First bit of clarification. So far as I've been told, anybody hiring in the US can't ask those questions (gender, age, ethnicity and many others including marital status and so forth). International may be different. So don't ever provide those, okay? And worry about any recruiters in the US who ask for those things. I'll get more into specifics about what to include/what not to include on a resume or CV in a professional job search in later postings.
A CV differs significantly from a resume--mostly in length, usually in relevance to the job at hand. A resume is usually created for purposes of job searching or similar, a CV is more like a personal professional history which can also be used for purposes of job searching or moving on up the ranks. And gender, race and age should be irrelevant there, too.
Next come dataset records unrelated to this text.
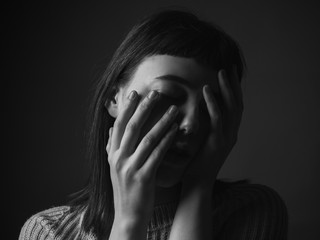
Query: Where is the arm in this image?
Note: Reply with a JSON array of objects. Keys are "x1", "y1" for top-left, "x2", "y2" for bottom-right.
[{"x1": 106, "y1": 91, "x2": 177, "y2": 240}]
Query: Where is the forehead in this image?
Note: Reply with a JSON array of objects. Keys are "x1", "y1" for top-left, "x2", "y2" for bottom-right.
[{"x1": 130, "y1": 55, "x2": 217, "y2": 89}]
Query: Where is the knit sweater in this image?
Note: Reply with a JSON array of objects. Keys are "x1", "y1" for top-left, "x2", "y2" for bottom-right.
[{"x1": 19, "y1": 184, "x2": 288, "y2": 240}]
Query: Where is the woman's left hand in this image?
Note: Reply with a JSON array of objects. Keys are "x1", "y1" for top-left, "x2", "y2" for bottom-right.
[{"x1": 182, "y1": 67, "x2": 243, "y2": 187}]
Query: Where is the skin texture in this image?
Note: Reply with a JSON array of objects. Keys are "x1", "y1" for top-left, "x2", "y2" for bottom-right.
[{"x1": 106, "y1": 55, "x2": 243, "y2": 239}]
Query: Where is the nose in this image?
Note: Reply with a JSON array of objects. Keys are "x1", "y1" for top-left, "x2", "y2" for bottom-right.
[{"x1": 180, "y1": 105, "x2": 199, "y2": 135}]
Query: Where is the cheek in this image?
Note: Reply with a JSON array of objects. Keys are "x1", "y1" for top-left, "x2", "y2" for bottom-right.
[{"x1": 141, "y1": 99, "x2": 172, "y2": 139}]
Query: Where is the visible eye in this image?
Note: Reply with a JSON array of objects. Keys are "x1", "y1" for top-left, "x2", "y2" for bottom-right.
[{"x1": 160, "y1": 92, "x2": 184, "y2": 105}]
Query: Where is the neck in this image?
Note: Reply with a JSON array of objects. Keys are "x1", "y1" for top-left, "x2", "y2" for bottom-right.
[{"x1": 154, "y1": 184, "x2": 181, "y2": 206}]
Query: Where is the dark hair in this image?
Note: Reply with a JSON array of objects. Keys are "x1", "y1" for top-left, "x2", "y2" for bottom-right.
[{"x1": 71, "y1": 10, "x2": 245, "y2": 237}]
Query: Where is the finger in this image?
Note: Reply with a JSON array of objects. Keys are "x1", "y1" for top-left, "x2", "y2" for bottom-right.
[
  {"x1": 141, "y1": 123, "x2": 178, "y2": 176},
  {"x1": 110, "y1": 91, "x2": 138, "y2": 152},
  {"x1": 106, "y1": 127, "x2": 112, "y2": 155},
  {"x1": 218, "y1": 70, "x2": 236, "y2": 112},
  {"x1": 133, "y1": 105, "x2": 178, "y2": 169},
  {"x1": 203, "y1": 85, "x2": 221, "y2": 127},
  {"x1": 121, "y1": 91, "x2": 159, "y2": 154}
]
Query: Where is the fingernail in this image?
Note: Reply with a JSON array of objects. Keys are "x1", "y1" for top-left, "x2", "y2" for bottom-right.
[
  {"x1": 148, "y1": 91, "x2": 158, "y2": 99},
  {"x1": 129, "y1": 91, "x2": 137, "y2": 100},
  {"x1": 221, "y1": 69, "x2": 227, "y2": 79},
  {"x1": 168, "y1": 105, "x2": 178, "y2": 115},
  {"x1": 171, "y1": 123, "x2": 178, "y2": 131}
]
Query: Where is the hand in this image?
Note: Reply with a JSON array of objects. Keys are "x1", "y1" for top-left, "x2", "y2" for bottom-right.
[
  {"x1": 106, "y1": 91, "x2": 178, "y2": 225},
  {"x1": 184, "y1": 67, "x2": 243, "y2": 187}
]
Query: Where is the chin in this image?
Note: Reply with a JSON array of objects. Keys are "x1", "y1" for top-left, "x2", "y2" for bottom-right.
[{"x1": 156, "y1": 156, "x2": 186, "y2": 188}]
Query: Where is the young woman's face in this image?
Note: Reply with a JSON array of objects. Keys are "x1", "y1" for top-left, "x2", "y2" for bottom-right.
[{"x1": 118, "y1": 55, "x2": 219, "y2": 187}]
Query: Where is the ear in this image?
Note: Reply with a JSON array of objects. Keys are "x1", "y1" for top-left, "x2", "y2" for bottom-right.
[{"x1": 104, "y1": 91, "x2": 119, "y2": 118}]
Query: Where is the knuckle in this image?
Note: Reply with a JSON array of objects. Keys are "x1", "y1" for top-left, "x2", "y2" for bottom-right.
[
  {"x1": 140, "y1": 100, "x2": 150, "y2": 111},
  {"x1": 143, "y1": 134, "x2": 156, "y2": 145},
  {"x1": 120, "y1": 165, "x2": 133, "y2": 178},
  {"x1": 127, "y1": 121, "x2": 138, "y2": 132}
]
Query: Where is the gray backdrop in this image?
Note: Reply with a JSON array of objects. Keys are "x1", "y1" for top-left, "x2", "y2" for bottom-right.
[{"x1": 8, "y1": 0, "x2": 320, "y2": 240}]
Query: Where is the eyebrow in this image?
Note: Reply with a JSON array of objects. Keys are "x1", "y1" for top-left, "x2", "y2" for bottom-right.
[{"x1": 155, "y1": 74, "x2": 197, "y2": 88}]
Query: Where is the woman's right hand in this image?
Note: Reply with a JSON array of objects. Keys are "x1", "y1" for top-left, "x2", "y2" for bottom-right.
[{"x1": 106, "y1": 91, "x2": 178, "y2": 238}]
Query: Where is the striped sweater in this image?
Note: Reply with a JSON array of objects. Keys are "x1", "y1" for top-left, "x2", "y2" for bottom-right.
[{"x1": 19, "y1": 184, "x2": 288, "y2": 240}]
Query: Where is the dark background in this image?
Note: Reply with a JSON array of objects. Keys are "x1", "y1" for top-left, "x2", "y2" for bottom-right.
[{"x1": 5, "y1": 0, "x2": 320, "y2": 240}]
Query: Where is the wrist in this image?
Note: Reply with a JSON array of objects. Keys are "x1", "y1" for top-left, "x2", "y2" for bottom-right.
[{"x1": 110, "y1": 216, "x2": 148, "y2": 239}]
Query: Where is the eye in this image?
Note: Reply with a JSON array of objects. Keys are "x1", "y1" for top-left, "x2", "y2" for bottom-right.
[{"x1": 160, "y1": 92, "x2": 184, "y2": 105}]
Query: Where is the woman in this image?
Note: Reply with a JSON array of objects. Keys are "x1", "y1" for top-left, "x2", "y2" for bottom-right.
[{"x1": 20, "y1": 8, "x2": 287, "y2": 240}]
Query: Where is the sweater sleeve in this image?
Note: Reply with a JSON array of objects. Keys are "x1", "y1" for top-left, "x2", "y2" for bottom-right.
[{"x1": 217, "y1": 184, "x2": 288, "y2": 240}]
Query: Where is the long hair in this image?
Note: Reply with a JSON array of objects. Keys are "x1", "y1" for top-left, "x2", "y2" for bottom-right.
[{"x1": 71, "y1": 10, "x2": 245, "y2": 238}]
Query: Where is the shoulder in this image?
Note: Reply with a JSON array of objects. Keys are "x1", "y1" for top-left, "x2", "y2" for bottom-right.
[
  {"x1": 19, "y1": 206, "x2": 84, "y2": 240},
  {"x1": 214, "y1": 182, "x2": 288, "y2": 239}
]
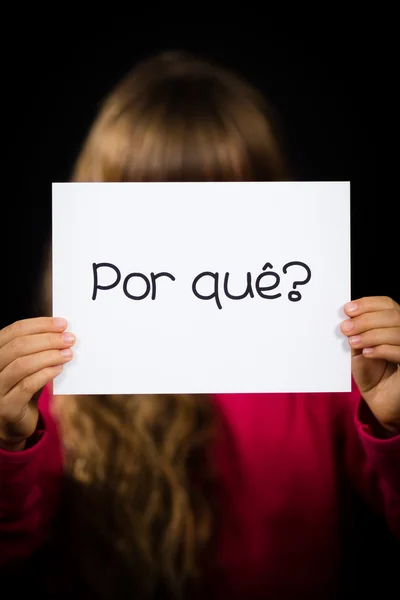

My CV? It's 11 pages right now after about 15 years in the biz, and that's actually low compared to some I've seen. If I'd do my job descriptions right, it would be longer. My average resume that I send out for professional jobs is between 2-4 pages.
What Pearl also said was that all her professional experience is listed on her resume. Fair point. Your professional employment history will probably be included, fully, in your resume. Again, I'll get into the basics of what a resume should have in it in extravagant levels of detail later. But the most important part you need to remember at this point is relevancy. Relevant experience, education, and so forth. But you might not include your full publication record, all of your continuing ed, and so forth. And that's the fundamental difference between a Curriculum Vita and a resume. The CV is/should be significantly more extensive and may contain information that is not directly relevant to the job for which you are applying. It's your entire professional history.
Would it help to have an example? I'm not going to subject you to the 11 page version of my master CV (only I get to see that one anyhow). Here's the sections my master CV contains:
- Education and credentials (college, grad & CA, current faculty rank & tenure)
- Professional experience (including descriptions of jobs and dates and internships which are labeled as such)
- Consultancy work (paid and unpaid)
- Workshops and instruction (all of the ones I've created and taught)
- Papers/panels/presentations (all of the ones I've done)
- Publications list (including this blog)
- Exhibits curated
- Grants obtained & completed
- Continuing education (these are the classes & training I've taken)
- Professional affiliations and service (every SAA post I've ever held, all my professional org memberships, etc)
- University service (every committee I've ever served on)
This all appears on my master cv because at my job I have to turn in my CV once a year to prove I'm still doing my responsibilities, and all of this relates directly to my workload and job description. Yes, even the grants, the consultancies, the exhibits. And I'll use the full version to justify my application for promotion when I go up for full professor in a few years (haven't decided exactly when, yet.)
I hope that helps define what a CV is, or is not. And I hope this helps justify why I'm suggesting you keep a master cv. You can increase, substantially, the speed at which you can respond to a job advert when you don't have to go looking through paperwork or pondering "when was that appraisal workshop?" for every different job advert you see. Copy/paste functions are a very nice thing. I'm even pondering creating a second master cv with every job I've ever had--even the non-professional. Maybe that two years I spent working part-time in Idaho transcribing the 1900 census records will come in handy in a job app some day.